I write under the name Tamzin J Ritchie. I am a painter and a writer. I was born on Dartmoor.
The earth of my birth and the myths and legends were my bedtime stories. The Wild Hunt was a thing told to me before sleep. The kistvaens — the Bronze Age stone chambers that gave this novel its name — were the rocks I walked past on the way to wherever I was going. I learned the moor with my body before I learned it with my mind. As an adult I lived in London for many years and would take the train down to my parents and walk for hours alone on the moor, listening to music in the dark, running for miles toward the moon. I could breathe.
I now live in Oswego, Illinois — a small town in the American Midwest that, until 1894, was called Lodi. The town that almost was something else. It is a quiet, generous place to live, and it is a long way from Dartmoor, and the distance has shaped this novel as much as the moor itself has.

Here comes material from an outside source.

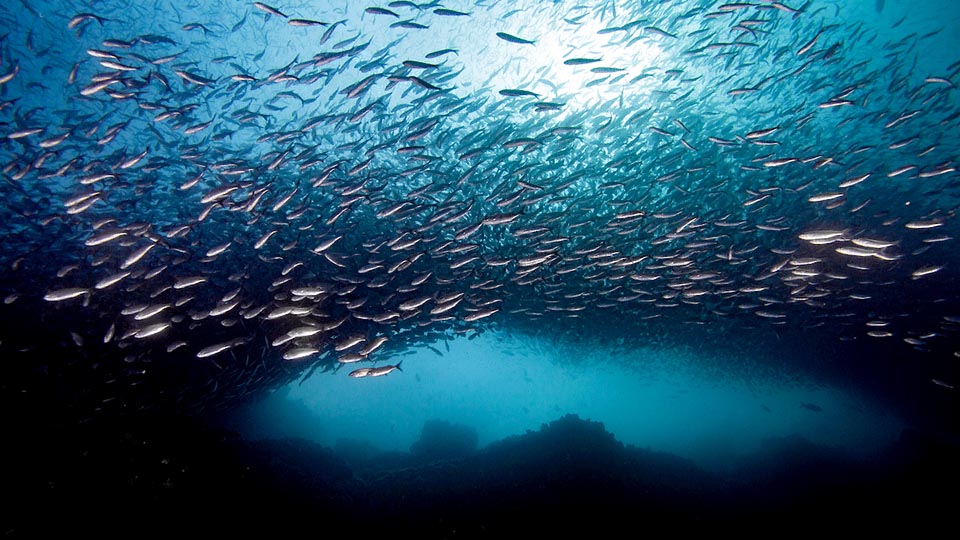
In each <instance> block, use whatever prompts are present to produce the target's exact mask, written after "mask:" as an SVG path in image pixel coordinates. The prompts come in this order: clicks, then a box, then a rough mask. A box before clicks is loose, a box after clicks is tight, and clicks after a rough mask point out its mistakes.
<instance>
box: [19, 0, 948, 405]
mask: <svg viewBox="0 0 960 540" xmlns="http://www.w3.org/2000/svg"><path fill="white" fill-rule="evenodd" d="M93 4H95V5H94V7H90V8H84V9H90V10H95V11H96V13H93V12H85V13H71V12H68V13H67V14H66V17H65V18H64V19H63V20H61V22H60V23H59V24H58V25H54V26H57V27H58V28H57V29H56V30H55V33H47V32H48V31H50V32H53V31H54V30H48V27H49V28H53V26H51V25H50V24H49V22H50V21H51V20H57V19H56V18H51V17H46V16H45V17H38V15H37V13H39V14H41V15H45V14H46V12H45V10H44V9H43V8H42V6H40V5H39V4H38V3H32V4H31V6H30V7H29V8H28V9H26V10H24V9H19V8H18V7H17V5H18V4H17V3H13V4H11V5H6V4H3V5H0V14H2V15H3V16H4V17H5V19H8V20H11V21H17V24H16V25H14V26H12V27H11V28H10V29H9V34H8V36H6V37H4V38H2V41H3V47H2V50H3V54H2V55H0V142H2V144H0V154H2V159H0V162H2V163H3V165H2V167H3V169H4V175H5V179H6V182H4V183H3V185H4V188H3V189H4V197H3V198H2V201H3V202H2V203H0V205H2V206H3V209H4V219H3V220H2V221H0V228H2V234H0V242H3V249H2V250H0V275H2V276H3V281H2V284H3V287H4V292H3V295H4V299H5V301H4V303H3V305H0V317H2V318H3V320H4V323H5V324H3V325H0V329H3V330H0V344H4V347H7V345H5V344H8V343H12V344H13V345H10V346H9V347H10V350H18V351H19V350H24V351H31V352H30V353H29V354H28V353H23V357H22V360H20V353H18V362H21V363H19V364H17V365H18V366H19V367H18V368H17V369H21V370H22V373H28V372H29V373H33V374H36V376H35V377H34V378H32V379H30V378H23V377H20V378H14V377H13V375H15V374H16V373H15V371H14V370H13V368H11V367H9V366H8V367H7V368H3V369H7V370H8V371H4V372H3V373H0V375H3V376H4V381H5V384H7V380H8V378H7V377H6V375H8V374H9V375H10V377H11V379H12V380H13V381H14V383H13V386H10V387H9V388H15V386H16V385H22V386H23V388H16V391H18V392H21V394H23V395H34V394H37V392H35V391H36V389H37V387H36V386H34V385H37V384H39V383H38V381H43V380H44V377H47V376H49V378H50V379H49V381H48V382H55V383H56V385H57V387H58V388H59V387H60V386H59V384H60V382H61V381H67V382H69V380H70V377H72V376H73V375H74V374H80V377H79V378H78V380H83V381H85V383H89V384H87V385H86V386H84V388H82V389H78V390H77V391H76V392H65V393H64V396H65V397H64V400H65V401H66V400H69V399H72V398H71V397H70V396H72V395H73V394H77V395H78V396H79V395H81V394H82V395H84V396H87V397H84V398H83V399H80V398H79V397H77V398H76V403H74V405H76V408H74V409H72V410H75V411H83V412H82V413H81V414H80V415H81V416H83V415H89V416H93V415H97V414H110V413H111V412H119V411H118V410H117V409H110V407H116V406H118V404H120V403H123V404H124V407H125V410H127V411H133V410H143V411H151V410H169V409H177V412H185V413H190V414H192V413H197V412H201V411H207V410H210V409H221V408H230V407H234V406H236V405H237V404H239V403H243V402H244V400H249V399H253V397H255V396H257V395H260V394H262V392H264V391H269V390H275V389H278V388H281V387H283V386H284V385H286V384H290V383H291V382H293V381H294V380H302V379H303V377H306V376H307V375H308V374H309V375H310V376H331V377H345V376H346V377H349V378H350V379H355V378H362V377H368V376H381V375H385V374H387V373H391V372H392V371H394V370H399V366H400V363H399V362H398V363H397V365H396V366H389V365H388V366H383V367H381V368H377V367H370V366H372V365H374V364H372V362H373V361H377V362H378V363H382V360H381V359H388V358H393V357H394V355H400V354H405V353H408V352H409V351H411V350H422V349H427V348H429V347H435V348H436V349H437V350H442V349H440V347H439V345H437V341H438V340H444V341H445V340H447V339H450V338H452V337H458V338H462V339H465V340H469V339H475V338H476V337H477V336H481V335H482V336H485V337H489V336H499V335H500V333H501V332H502V333H504V334H507V335H511V336H513V335H516V336H526V335H538V336H545V337H546V338H549V339H550V340H554V339H557V340H563V339H579V338H576V337H571V336H583V339H584V340H585V341H584V344H587V345H589V346H591V347H592V346H594V343H595V342H594V341H591V340H596V343H600V342H602V343H605V344H619V343H623V346H624V347H640V346H644V347H646V346H650V344H654V345H656V346H663V347H667V348H669V347H674V346H675V347H676V348H677V349H678V350H681V349H683V348H684V347H687V346H689V342H690V340H691V339H695V340H698V341H699V340H700V338H701V337H702V338H703V339H704V343H709V342H710V341H709V340H711V339H713V340H717V339H719V340H720V341H724V342H725V341H730V342H735V343H736V346H742V347H743V350H744V351H748V350H749V349H750V348H751V347H754V346H756V347H759V346H760V343H761V337H755V336H763V335H765V332H769V333H770V335H775V336H777V337H778V338H779V337H780V336H789V337H790V339H794V340H796V339H799V340H806V339H817V340H818V342H820V341H822V342H823V343H830V342H831V340H836V341H837V342H838V343H840V344H842V346H843V347H847V346H849V347H850V349H844V351H847V350H854V349H855V348H856V347H860V346H862V347H865V349H863V350H865V351H871V350H875V349H870V347H875V346H876V345H880V347H881V348H882V349H883V350H884V351H887V350H889V351H891V352H890V354H891V355H894V354H901V353H902V354H904V355H906V354H910V355H928V354H929V355H930V358H933V357H937V358H940V357H951V358H952V357H953V354H954V352H955V351H953V350H948V349H949V347H948V346H947V345H946V343H947V342H949V341H951V340H954V338H955V337H956V332H957V331H958V330H960V324H958V323H957V322H956V321H955V320H952V319H948V318H945V317H957V316H958V315H957V313H960V312H958V311H957V310H956V309H954V307H955V306H956V304H957V301H958V298H957V293H956V292H955V290H954V289H955V287H953V286H952V284H953V283H954V281H955V279H956V272H957V266H956V265H955V264H954V261H953V258H954V255H953V251H954V250H953V242H954V241H955V239H956V238H957V237H958V232H957V230H956V227H957V221H956V212H957V206H956V204H955V203H954V202H951V201H953V200H954V199H955V195H956V185H957V180H958V175H957V173H958V167H957V163H956V156H957V155H958V150H960V148H958V144H957V142H956V141H954V138H951V137H949V136H947V135H948V134H949V128H950V126H953V125H955V124H956V121H957V119H958V118H960V105H958V104H957V100H956V83H955V82H954V81H956V80H957V75H958V73H960V65H958V64H957V63H954V65H928V63H929V62H928V61H929V55H926V54H924V53H925V49H924V47H925V46H930V45H929V44H931V43H934V41H931V40H940V39H945V38H946V37H947V36H946V34H947V32H944V33H940V34H937V33H936V32H937V29H936V27H931V28H929V29H927V28H921V27H922V26H923V24H924V23H922V21H920V19H917V20H918V21H920V22H917V23H916V24H917V27H916V28H911V29H910V32H913V31H914V30H916V31H917V33H916V34H915V35H912V36H911V35H910V32H905V33H904V34H903V35H900V34H897V32H902V31H903V30H904V28H903V27H900V28H893V26H896V25H897V24H899V23H893V24H888V25H886V26H887V27H890V28H885V30H884V32H882V33H875V32H871V31H870V30H869V27H868V25H867V24H866V22H865V21H861V20H852V19H853V18H852V17H851V16H850V13H852V12H849V13H848V11H849V10H844V9H839V8H837V9H834V8H833V7H832V6H819V5H816V3H809V4H806V5H804V4H802V3H801V4H800V5H796V6H794V5H792V4H791V5H788V4H787V3H782V2H763V3H747V2H727V3H719V4H717V5H715V6H706V5H703V6H701V5H693V4H691V5H689V6H685V7H684V6H683V5H682V4H684V3H683V2H679V3H673V4H668V3H660V4H657V5H655V6H653V7H651V6H650V5H647V4H649V3H637V2H634V3H630V2H617V3H610V2H606V3H591V2H587V3H583V4H582V5H577V6H572V5H569V4H567V3H562V2H534V1H527V0H519V1H518V2H510V3H496V2H493V3H484V4H482V5H481V4H480V3H474V4H467V3H465V4H461V5H458V6H452V7H447V6H446V5H441V4H440V3H438V2H430V3H414V2H405V1H397V2H389V3H384V4H383V5H382V6H376V5H369V4H363V5H361V6H355V7H351V8H350V9H347V10H340V13H341V15H339V17H341V18H340V19H334V18H333V17H332V16H330V14H329V13H328V12H327V11H323V10H321V11H316V10H313V11H311V10H307V9H305V8H303V6H299V7H297V6H294V4H289V3H287V4H278V5H271V4H267V3H263V2H249V3H247V2H238V3H225V4H224V6H222V9H221V10H220V12H218V15H219V17H218V19H215V20H208V18H204V17H209V14H205V13H201V11H198V9H197V8H196V7H191V6H189V5H185V6H184V7H182V9H181V10H180V11H179V12H177V13H173V12H172V11H169V10H165V9H157V10H154V11H153V12H151V21H150V27H151V28H152V30H149V31H144V30H142V29H140V30H137V29H135V28H133V27H135V26H136V27H138V28H139V26H138V24H139V23H138V22H137V21H131V20H129V19H130V17H131V15H130V13H131V12H129V11H124V10H122V9H120V7H119V6H114V5H108V4H106V3H93ZM251 4H252V5H251ZM488 4H489V5H488ZM508 4H509V5H508ZM614 4H616V5H614ZM31 8H32V10H31ZM481 8H482V9H481ZM883 9H885V7H884V5H883V2H877V3H876V4H875V10H876V12H878V13H879V12H881V11H882V10H883ZM327 17H330V18H327ZM531 17H533V18H535V19H536V21H533V19H532V18H531ZM278 19H279V20H278ZM505 21H506V22H505ZM283 22H285V23H284V24H279V23H283ZM533 22H536V26H534V25H533V24H532V23H533ZM491 25H493V26H492V27H493V30H483V29H484V28H490V27H491ZM321 27H322V29H323V30H322V32H320V31H319V30H318V29H319V28H321ZM499 29H507V30H511V29H512V30H511V32H515V33H507V32H505V31H498V30H499ZM474 30H476V31H474ZM56 32H60V33H62V35H61V34H57V33H56ZM315 32H316V33H315ZM55 36H56V38H54V37H55ZM60 38H63V43H61V42H60ZM504 42H506V44H504ZM51 44H53V45H54V46H52V47H51V46H50V45H51ZM7 300H9V301H7ZM879 323H884V324H882V325H881V324H879ZM678 328H683V329H685V330H684V331H682V332H681V331H678V330H677V329H678ZM23 329H29V330H31V331H30V332H27V331H22V330H23ZM737 331H739V332H741V333H736V332H737ZM71 332H72V334H71ZM105 333H106V335H105ZM931 333H938V334H937V335H938V338H937V339H933V338H921V336H925V335H928V334H931ZM721 334H722V335H723V336H724V337H720V338H718V337H717V336H719V335H721ZM944 334H945V335H946V336H947V337H946V338H941V337H939V336H941V335H944ZM74 335H75V336H76V337H74ZM734 335H735V336H736V337H737V339H729V340H727V339H726V336H734ZM36 336H43V338H42V339H38V338H37V337H36ZM46 336H51V339H46ZM91 336H97V338H96V339H91ZM100 336H104V339H100ZM866 338H870V340H867V339H866ZM890 338H893V339H890ZM490 339H499V337H497V338H494V337H491V338H490ZM101 341H102V343H101ZM785 341H786V340H785ZM865 341H870V342H873V344H864V342H865ZM818 344H819V343H818ZM62 346H68V347H69V353H67V354H68V355H69V358H71V359H83V360H77V361H73V362H63V363H62V364H63V365H61V363H55V362H50V361H49V360H48V359H49V358H61V357H63V356H64V354H61V353H63V351H62V350H61V348H60V347H62ZM94 346H96V348H94ZM730 346H731V347H733V346H734V345H732V344H731V345H730ZM838 346H839V345H838ZM598 347H599V346H598ZM887 347H889V349H887ZM761 348H763V349H764V350H769V344H764V345H763V347H761ZM823 348H824V349H830V347H828V346H826V345H825V346H824V347H823ZM897 348H899V349H897ZM921 349H923V350H926V351H929V352H924V351H922V350H921ZM4 350H7V349H4ZM598 350H599V349H598ZM838 350H839V349H838ZM774 352H776V351H774ZM865 354H866V353H865ZM447 356H449V355H447ZM607 356H608V357H609V358H608V359H607V360H606V361H609V362H617V361H618V360H619V356H618V355H617V354H609V355H607ZM784 356H787V355H784ZM91 358H96V359H97V361H96V362H92V361H90V362H88V361H86V360H89V359H91ZM910 358H913V356H911V357H910ZM410 361H411V362H414V361H415V360H410ZM784 361H785V362H786V361H788V360H784ZM366 362H371V363H370V364H365V363H366ZM391 362H392V361H391ZM354 363H358V364H359V365H358V366H355V367H357V368H359V369H355V370H353V371H350V372H349V373H348V374H347V375H344V372H343V371H341V370H340V366H341V365H342V364H354ZM934 363H935V362H914V363H913V364H917V365H926V366H932V365H933V364H934ZM68 364H69V365H68ZM731 364H737V363H731ZM160 366H162V369H158V367H160ZM724 369H726V370H728V371H729V372H731V373H732V374H733V375H736V374H737V373H736V372H737V370H740V369H746V368H744V367H742V366H740V365H729V366H725V367H724ZM930 369H931V370H932V369H933V368H930ZM71 370H73V371H71ZM158 372H160V373H158ZM44 374H49V375H44ZM948 375H949V374H942V373H939V372H938V373H933V372H932V371H931V372H925V371H923V370H922V369H921V368H917V371H916V372H915V378H916V379H917V380H918V381H920V382H921V383H922V385H924V386H923V387H929V386H930V382H929V381H931V380H932V379H933V378H937V380H941V381H943V380H946V381H948V382H949V381H950V380H951V379H950V378H949V377H948ZM399 380H401V381H402V380H403V379H399ZM108 381H110V382H109V383H108ZM918 386H919V385H918ZM214 388H216V389H215V390H214ZM935 391H937V392H941V391H942V388H939V389H937V390H935ZM88 398H89V399H88ZM108 398H112V401H108V402H107V403H114V405H107V406H106V408H103V409H97V406H92V405H90V404H92V403H102V400H104V399H108ZM807 405H811V406H814V407H817V409H816V410H817V411H819V410H820V409H819V406H816V405H814V404H804V405H802V406H803V407H804V408H807V409H808V410H811V411H813V410H814V409H813V408H811V407H807ZM98 406H100V407H103V406H101V405H98Z"/></svg>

I trained as a psychologist. I went into psychology because I wanted to write horror, and I thought it would give me the right tools — what mental imagery is, how memory works, why minds construct meaning across incomplete information. I did not stay in clinical psychology. I went into research, eventually into interprofessional healthcare education, eventually into a research role I still hold at Rosalind Franklin University of Medicine and Science, where my work on collaborative cognition — how teams of people think together across disciplines — has continued to teach me, indirectly, how to write a novel about voices recovering a story across centuries.
The Kistvean has been with me for many years. I drafted versions of it when I was much younger and put them aside. I gathered research, folklore, photographs, paintings. I learned what I needed to learn. I came back to it. The novel is, among other things, about what we bury and what eventually returns. I have come to think of it as also a novel about what we set aside in ourselves and what eventually returns when we are old enough to do it justice.
It is being published now — for the first time, in fragments — because the form it has wanted to take is the form it took for the writers I grew up reading: serialised, slow, with images. Dickens, Doyle, Stoker. Susan Cooper, whose Dark is Rising sequence has been on my shelves since I was a child. The contemporary serialised novelists of East Asia, whose webnovels carry on the tradition without apology. The graphic novel tradition. None of these are smaller forms than the bound book. They are older forms, and in many ways more honest ones.
Thank you for being here. The archive opens slowly. There is no hurry. Mind the stones.